Вот примерно какие слова кричал Колупаев, давая страшных щелбанов совершенно опешившему от неожиданности Вовику и сбивая с ног могучим ударом плеча побледневшего Дёмочку.
Все грозило обернуться очень плохо, ибо в таком состоянии Колупай мог просто растерзать обоих друзей и вместо упыриных показать им наши обычные дворовые пытки, которыми мы пытали немцев, попавших в плен к партизанам, но тут вдруг Дёмочка захлопал глазами, странно улыбнулся и сказал:
— А хочешь кино посмотреть?
И вдруг я услышал впервые тишину этого дома. Такую большую и непонятную тишину.
— Что кино? Какое кино? — свирепо надвинулся на Дёмочку Колупаев, но тот церемонным жестом пригласил его к окну и мы все, разом, придвинулись к этому проёму с его оторванными рамами, ржавыми гвоздями и прилипшими навсегда к стенам обрывками старых жёлтых газет. Придвинулись и застыли как громом поражённые…
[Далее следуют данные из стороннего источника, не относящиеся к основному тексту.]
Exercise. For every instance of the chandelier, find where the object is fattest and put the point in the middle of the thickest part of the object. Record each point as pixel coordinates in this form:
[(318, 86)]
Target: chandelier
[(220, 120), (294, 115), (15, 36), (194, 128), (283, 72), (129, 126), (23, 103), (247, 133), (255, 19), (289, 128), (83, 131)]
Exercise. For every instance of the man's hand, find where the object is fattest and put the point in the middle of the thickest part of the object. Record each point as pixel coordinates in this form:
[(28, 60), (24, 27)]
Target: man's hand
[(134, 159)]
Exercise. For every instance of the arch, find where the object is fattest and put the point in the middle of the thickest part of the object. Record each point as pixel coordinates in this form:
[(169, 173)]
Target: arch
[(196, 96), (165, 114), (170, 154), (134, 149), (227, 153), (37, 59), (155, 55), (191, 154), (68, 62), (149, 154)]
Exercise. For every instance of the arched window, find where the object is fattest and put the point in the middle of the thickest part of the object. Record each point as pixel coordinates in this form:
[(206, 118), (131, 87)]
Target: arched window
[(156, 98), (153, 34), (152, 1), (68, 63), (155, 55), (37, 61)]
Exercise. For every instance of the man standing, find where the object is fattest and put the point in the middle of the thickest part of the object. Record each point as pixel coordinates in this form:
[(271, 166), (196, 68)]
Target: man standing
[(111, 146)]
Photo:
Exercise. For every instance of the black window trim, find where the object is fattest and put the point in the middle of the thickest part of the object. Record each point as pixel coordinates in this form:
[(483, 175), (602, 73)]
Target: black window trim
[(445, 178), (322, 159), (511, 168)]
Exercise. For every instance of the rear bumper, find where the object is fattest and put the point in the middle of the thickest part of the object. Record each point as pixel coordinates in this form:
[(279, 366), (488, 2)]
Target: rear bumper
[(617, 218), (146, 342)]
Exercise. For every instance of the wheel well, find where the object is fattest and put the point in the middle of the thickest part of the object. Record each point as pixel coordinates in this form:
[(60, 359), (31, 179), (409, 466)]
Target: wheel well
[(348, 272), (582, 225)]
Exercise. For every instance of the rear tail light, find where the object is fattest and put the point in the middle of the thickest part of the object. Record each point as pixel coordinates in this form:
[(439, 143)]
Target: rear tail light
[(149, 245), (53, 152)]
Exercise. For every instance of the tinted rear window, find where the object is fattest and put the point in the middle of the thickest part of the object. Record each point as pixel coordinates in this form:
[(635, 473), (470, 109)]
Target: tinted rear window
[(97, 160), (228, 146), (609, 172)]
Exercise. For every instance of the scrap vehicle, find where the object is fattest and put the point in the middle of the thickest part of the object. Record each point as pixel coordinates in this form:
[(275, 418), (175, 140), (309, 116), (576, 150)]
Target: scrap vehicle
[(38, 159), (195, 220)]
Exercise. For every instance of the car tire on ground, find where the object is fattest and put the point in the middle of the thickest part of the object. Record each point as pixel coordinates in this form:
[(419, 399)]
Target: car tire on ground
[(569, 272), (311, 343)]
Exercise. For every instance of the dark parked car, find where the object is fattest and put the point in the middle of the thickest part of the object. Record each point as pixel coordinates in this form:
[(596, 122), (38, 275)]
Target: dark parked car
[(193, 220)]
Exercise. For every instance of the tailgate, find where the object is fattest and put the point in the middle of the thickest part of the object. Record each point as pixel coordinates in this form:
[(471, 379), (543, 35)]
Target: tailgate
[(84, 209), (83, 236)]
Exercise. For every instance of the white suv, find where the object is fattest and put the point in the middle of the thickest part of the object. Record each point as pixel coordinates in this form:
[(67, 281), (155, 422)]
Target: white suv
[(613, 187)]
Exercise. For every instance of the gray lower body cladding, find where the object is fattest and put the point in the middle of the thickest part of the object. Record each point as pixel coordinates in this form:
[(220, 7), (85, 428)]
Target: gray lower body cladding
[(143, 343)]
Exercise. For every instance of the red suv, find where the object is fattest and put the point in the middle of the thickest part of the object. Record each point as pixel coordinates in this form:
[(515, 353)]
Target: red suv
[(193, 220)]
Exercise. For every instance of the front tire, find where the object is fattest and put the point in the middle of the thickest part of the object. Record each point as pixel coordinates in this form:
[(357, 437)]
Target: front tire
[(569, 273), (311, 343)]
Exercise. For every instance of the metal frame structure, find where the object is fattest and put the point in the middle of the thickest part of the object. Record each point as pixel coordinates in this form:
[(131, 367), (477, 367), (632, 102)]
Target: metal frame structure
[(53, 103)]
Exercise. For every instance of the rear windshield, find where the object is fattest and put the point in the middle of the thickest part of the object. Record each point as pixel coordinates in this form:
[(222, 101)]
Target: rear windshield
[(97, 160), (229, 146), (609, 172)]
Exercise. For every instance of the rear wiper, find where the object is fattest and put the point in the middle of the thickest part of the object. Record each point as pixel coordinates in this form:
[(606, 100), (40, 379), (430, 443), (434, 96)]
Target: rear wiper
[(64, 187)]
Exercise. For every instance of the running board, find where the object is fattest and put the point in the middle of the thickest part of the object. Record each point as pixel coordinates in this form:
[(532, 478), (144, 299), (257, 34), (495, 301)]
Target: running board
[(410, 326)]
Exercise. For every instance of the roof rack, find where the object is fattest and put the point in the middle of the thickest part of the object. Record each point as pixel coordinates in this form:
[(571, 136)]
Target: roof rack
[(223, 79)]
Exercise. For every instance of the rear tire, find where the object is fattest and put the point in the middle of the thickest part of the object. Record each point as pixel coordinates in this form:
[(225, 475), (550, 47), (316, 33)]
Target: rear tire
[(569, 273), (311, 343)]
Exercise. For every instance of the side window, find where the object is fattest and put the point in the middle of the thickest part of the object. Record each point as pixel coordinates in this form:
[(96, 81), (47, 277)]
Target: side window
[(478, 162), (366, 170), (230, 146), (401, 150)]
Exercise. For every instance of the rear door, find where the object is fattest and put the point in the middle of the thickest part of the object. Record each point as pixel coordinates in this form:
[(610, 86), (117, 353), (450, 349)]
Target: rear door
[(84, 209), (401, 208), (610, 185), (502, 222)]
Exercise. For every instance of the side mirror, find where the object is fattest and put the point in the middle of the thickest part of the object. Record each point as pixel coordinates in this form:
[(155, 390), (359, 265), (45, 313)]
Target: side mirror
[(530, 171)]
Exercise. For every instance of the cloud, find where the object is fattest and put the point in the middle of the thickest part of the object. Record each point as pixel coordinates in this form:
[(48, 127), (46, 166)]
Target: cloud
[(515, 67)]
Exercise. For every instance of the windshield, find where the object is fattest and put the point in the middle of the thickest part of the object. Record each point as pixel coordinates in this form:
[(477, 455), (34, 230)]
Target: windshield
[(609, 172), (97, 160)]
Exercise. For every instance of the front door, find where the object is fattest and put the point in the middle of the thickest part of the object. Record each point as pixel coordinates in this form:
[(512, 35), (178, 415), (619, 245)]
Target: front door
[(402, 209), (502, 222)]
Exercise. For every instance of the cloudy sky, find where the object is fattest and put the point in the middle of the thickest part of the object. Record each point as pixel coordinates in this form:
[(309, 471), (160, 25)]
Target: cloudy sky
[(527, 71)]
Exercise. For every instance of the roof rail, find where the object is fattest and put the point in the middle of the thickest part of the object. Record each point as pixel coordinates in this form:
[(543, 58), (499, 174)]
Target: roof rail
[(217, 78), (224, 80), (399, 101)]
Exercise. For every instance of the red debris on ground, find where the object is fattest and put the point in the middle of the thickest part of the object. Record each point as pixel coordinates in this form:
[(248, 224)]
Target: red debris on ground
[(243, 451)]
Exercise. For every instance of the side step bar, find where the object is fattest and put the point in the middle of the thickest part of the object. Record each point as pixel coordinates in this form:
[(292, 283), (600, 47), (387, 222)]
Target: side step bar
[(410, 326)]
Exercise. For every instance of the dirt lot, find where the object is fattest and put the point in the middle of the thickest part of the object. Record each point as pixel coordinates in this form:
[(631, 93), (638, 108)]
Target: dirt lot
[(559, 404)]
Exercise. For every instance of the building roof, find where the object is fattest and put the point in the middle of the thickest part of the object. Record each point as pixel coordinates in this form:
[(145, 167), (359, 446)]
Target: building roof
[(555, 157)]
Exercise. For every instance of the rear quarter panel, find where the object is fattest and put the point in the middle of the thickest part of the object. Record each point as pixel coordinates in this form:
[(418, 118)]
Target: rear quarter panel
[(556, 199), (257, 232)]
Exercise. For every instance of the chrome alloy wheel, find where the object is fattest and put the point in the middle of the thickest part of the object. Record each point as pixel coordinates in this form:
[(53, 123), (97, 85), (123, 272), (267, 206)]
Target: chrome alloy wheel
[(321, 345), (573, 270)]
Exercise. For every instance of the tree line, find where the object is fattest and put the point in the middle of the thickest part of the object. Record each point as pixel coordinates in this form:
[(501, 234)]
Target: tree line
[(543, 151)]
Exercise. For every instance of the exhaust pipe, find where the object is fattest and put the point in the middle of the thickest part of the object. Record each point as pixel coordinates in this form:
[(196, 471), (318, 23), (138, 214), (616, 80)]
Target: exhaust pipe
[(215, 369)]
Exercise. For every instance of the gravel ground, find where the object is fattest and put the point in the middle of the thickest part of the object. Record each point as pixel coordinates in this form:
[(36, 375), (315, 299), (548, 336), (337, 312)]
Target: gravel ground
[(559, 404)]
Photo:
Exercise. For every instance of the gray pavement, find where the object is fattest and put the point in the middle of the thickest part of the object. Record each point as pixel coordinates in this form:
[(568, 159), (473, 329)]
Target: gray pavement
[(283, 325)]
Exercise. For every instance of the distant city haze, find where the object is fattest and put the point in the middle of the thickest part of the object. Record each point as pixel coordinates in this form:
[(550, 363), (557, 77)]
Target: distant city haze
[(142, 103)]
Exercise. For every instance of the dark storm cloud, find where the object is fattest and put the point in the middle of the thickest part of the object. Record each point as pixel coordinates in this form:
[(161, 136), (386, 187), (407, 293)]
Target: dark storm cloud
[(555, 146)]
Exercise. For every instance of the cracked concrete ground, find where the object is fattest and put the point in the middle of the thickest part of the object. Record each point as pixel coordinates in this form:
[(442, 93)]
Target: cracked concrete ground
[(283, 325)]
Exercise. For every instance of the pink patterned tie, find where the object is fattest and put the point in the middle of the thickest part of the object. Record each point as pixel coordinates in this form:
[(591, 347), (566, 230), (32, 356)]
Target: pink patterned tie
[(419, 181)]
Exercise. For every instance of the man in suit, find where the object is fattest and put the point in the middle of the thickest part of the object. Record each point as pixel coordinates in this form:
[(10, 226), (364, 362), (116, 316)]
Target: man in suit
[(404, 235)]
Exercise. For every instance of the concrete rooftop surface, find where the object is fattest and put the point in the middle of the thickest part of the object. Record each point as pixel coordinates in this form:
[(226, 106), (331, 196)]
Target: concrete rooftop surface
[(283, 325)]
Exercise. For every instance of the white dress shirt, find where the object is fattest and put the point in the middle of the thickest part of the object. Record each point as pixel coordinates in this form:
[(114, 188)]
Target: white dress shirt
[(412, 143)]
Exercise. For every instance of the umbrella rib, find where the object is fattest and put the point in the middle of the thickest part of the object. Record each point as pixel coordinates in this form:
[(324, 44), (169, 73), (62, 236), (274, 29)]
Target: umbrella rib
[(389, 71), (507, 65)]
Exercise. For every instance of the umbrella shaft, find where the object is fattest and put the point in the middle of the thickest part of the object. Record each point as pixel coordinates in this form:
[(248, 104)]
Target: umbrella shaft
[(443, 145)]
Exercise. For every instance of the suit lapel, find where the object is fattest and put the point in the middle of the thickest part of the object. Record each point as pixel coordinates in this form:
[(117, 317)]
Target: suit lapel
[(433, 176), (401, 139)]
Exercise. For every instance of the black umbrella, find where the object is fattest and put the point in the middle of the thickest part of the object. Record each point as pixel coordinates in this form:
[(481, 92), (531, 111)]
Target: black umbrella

Не часто так вот происходит всё сразу — объясняются неразгаданные прежде тайны, открываются вещи, о которых ты и не подозревал, а главное — жизнь поворачивается к тебе другим боком, и ты смотришь на неё, как на нового знакомого, от которого неизвестно ещё чего ждать.
— Ой! — сказал я первым. — А что это?
— Не видишь, что ли? — осклабился Вовик.
…В саду, заросшем низкими старыми яблонями, бегали девушки. Девушки, наверное, были малярами-штукатурами, которых в те годы, как впрочем и сейчас, было невероятное в Москве количество, но тогда я об этом не думал, а просто смотрел как они хохочут, убегая от игравшей с ними большой чёрной собаки. Хохочут, поправляя рассыпавшиеся волосы, подбирая юбки, хотя нет… некоторые были и без юбок. Стояла страшная, как я уже сказал, жара — и девушки в своём саду конечно загорали.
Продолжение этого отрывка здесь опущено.